Data Files, Patches and Sets
The database is organized in three layers when its comes to the classification of the data we have. These layers are datasets, data patch and data file. Here is their meaning:
- Each of the data category described above is a collection of datasets.
- A dataset consists in a collection of data patches.
- A data patch is a set of data files, all representing the same original data interpreted in different ways.

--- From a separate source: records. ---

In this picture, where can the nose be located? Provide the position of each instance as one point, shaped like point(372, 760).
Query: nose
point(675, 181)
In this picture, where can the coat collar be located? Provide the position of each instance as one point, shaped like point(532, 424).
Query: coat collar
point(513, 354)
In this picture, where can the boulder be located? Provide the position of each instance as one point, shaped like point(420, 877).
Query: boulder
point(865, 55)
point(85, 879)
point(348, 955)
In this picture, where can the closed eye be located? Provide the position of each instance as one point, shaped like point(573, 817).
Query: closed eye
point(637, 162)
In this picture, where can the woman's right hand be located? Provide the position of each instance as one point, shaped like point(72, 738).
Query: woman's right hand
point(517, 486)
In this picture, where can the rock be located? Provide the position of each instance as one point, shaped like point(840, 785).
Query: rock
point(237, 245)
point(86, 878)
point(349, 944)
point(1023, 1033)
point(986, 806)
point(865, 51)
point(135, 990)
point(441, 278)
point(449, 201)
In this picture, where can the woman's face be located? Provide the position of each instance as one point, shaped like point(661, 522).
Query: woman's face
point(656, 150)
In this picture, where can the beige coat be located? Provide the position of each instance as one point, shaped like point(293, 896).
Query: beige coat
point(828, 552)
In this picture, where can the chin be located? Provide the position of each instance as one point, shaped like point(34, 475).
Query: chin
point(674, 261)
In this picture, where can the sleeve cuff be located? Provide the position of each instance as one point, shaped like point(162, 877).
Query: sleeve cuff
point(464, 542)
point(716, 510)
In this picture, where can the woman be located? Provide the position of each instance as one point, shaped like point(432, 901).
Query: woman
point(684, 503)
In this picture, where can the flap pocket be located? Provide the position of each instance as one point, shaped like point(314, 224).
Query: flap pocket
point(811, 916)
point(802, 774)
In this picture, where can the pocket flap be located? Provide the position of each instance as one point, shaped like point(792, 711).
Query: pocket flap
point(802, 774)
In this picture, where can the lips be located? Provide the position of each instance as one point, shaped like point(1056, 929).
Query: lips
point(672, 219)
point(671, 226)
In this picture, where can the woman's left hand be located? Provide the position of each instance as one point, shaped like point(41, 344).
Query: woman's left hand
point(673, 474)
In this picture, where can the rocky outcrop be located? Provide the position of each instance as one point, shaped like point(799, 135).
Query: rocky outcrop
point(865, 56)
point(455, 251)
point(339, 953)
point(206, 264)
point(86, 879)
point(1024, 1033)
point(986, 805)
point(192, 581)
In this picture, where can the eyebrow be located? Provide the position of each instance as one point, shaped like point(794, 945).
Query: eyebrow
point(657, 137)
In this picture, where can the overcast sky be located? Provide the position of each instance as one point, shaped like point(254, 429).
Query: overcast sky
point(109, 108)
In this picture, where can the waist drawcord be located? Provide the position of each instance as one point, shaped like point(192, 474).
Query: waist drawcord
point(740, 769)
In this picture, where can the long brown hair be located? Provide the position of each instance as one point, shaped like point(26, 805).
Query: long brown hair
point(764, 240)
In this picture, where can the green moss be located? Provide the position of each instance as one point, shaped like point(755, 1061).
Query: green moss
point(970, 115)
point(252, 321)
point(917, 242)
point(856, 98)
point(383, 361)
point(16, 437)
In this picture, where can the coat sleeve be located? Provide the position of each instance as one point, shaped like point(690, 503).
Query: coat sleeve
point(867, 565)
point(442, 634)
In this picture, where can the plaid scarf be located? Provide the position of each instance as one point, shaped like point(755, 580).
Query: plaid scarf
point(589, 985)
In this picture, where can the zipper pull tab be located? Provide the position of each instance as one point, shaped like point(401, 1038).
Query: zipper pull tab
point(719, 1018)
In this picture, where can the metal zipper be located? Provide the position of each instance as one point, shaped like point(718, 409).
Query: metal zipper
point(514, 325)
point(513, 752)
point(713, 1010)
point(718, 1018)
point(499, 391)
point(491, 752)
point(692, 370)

- Each of the data file is of one of the following types:
- SOC - Strict Orders - Complete List: complete, transitive and asymmetric preference relations.
- SOI - Strict Orders - Incomplete List: transitive and asymmetric preference relations which might not be complete.
- TOC - Orders with Ties - Complete List: complete and transitive preference relations where preferences are over sets of object to indicate possible ties.
- TOI - Orders with Ties - Incomplete List: transitive preference relations possibly incomplete where preferences are over sets of object to indicate possible ties.
- TOG - Tournament Graph: voting tournament graphs indicating who wins against who for every match of the tournament.
- MJG - Majority Graph: majority graphs indicating the winner in every pairwise majority contest.
- WMG - Weighted Majority Graph: weighted majority graphs indicating the margin of the winner in every pairwise majority contest.
- PWG - Pairwise Graph: pairwise graphs indicating for every ordered pair of candidates the number of agent who ranked the candidates in this order.
- WMD - Weighted Matching Data: directed weighted graphs with a source and a sink.
- DAT - Extra Data File: miscellaneous data.
Metadata
We tried to provide usefull metadata for the data files we host. They represent different properties that may be satisfied by the preferences: number of voters, number of alternatives, existence of a Condorcet winner and so on. For more details, check the metadata page.
You can also use these metadata in the search engine we provided.